A year before he left Leningrad, Schillinger was sent by the State Institute of the History of Arts in Leningrad to Caucasus to make phonograms of the native folk music of the Georgian tribes (Khevsouri, Mokhevi, Mtiouleti, and Ajari). This music, previously "unknown to the scientific world, was representative of the European polyphonic forms of the tenth to eighteenth centuries (sic)." Schillinger's phonograms remain in the archives of the Institute. His work with Theremin was a continuation of his scientific approach to music. Together they designed and constructed an electronic organ, with a high-precision micro-tuning system and volume control of differential tones; they were able to create "a compound tuning system, which eliminates the controversies of all systems previously offered (sic)."

But it was in 1932 that Schillinger accomplished his first breakthrough, which ironically was in the field of mathematics: the invention of a new system of projective geometry where all curves may be expressed in terms of circular arcs. His success in mathematical theory lead to his ambitious attempt at a "scientific theory of the arts." His aesthetic theory combined a "historical" approach (from "pre-esthetic to post-esthetic") with a "material" perspective, interpreting both "individual and compound art forms" as "based on the five senses, space, and time." 
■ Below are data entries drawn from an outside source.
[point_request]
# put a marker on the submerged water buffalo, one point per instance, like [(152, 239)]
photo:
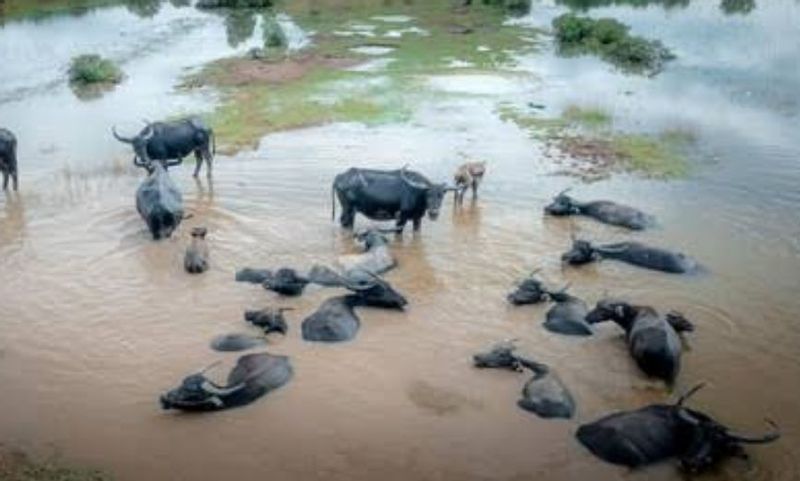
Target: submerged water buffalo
[(172, 141), (195, 261), (544, 394), (468, 175), (334, 321), (529, 291), (254, 376), (159, 202), (602, 210), (568, 315), (635, 253), (659, 432), (377, 259), (8, 158), (652, 340), (399, 195), (236, 342), (269, 319)]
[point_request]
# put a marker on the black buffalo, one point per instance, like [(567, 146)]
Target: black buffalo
[(659, 432), (254, 376), (399, 195), (8, 158), (602, 210), (159, 202), (635, 253), (172, 141), (652, 340)]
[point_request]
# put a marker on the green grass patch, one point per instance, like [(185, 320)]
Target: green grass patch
[(15, 466), (611, 40), (92, 69)]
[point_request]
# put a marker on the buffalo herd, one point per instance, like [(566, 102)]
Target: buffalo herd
[(635, 438)]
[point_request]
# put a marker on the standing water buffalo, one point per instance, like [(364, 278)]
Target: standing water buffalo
[(602, 210), (399, 195), (468, 175), (661, 431), (638, 254), (159, 202), (195, 261), (653, 341), (165, 141), (8, 157), (254, 376)]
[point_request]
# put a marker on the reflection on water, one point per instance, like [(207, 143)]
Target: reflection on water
[(97, 319)]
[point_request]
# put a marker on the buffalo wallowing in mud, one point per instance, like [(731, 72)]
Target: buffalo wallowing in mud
[(652, 340), (659, 432), (253, 376), (544, 394), (399, 195), (8, 158), (635, 253), (602, 210), (172, 141), (159, 202)]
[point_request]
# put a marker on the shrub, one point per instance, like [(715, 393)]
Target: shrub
[(93, 69)]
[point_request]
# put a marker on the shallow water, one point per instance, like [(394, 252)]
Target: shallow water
[(97, 319)]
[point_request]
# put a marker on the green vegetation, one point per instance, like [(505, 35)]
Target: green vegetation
[(92, 69), (611, 40), (586, 135), (265, 92), (16, 466)]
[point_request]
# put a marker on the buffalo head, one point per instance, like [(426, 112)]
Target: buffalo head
[(582, 252), (562, 205)]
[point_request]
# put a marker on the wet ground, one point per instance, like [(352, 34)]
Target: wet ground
[(97, 320)]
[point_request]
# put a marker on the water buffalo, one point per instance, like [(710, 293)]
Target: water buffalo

Some of the titles of his publications give an idea of his eccentricity: The Conductorless Orchestra; Manual for playing the Space-Control Theremin (1928); Electricity, a Musical Liberator (1931); Excerpts from the Theory of Synchronization ("Experimental Cinema" No. 5, 1934); and The Destiny of the Tonal Art (1937).

Among Schillinger's many works, which span genres from lied to full orchestra to early electronic instruments, are Orientalia, for voice and piano (1921); the Japanese Suite, for two voices and small orchestra (1927); and, of course, the First Airphonic Suite for R.C.A. Theremin and Orchestra, which was premiered by the Cleveland Orchestra under Nikolai Sokoloff in both Cleveland and New York in 1929. 

Biographical information adapted from the Joseph Schillinger Home Page.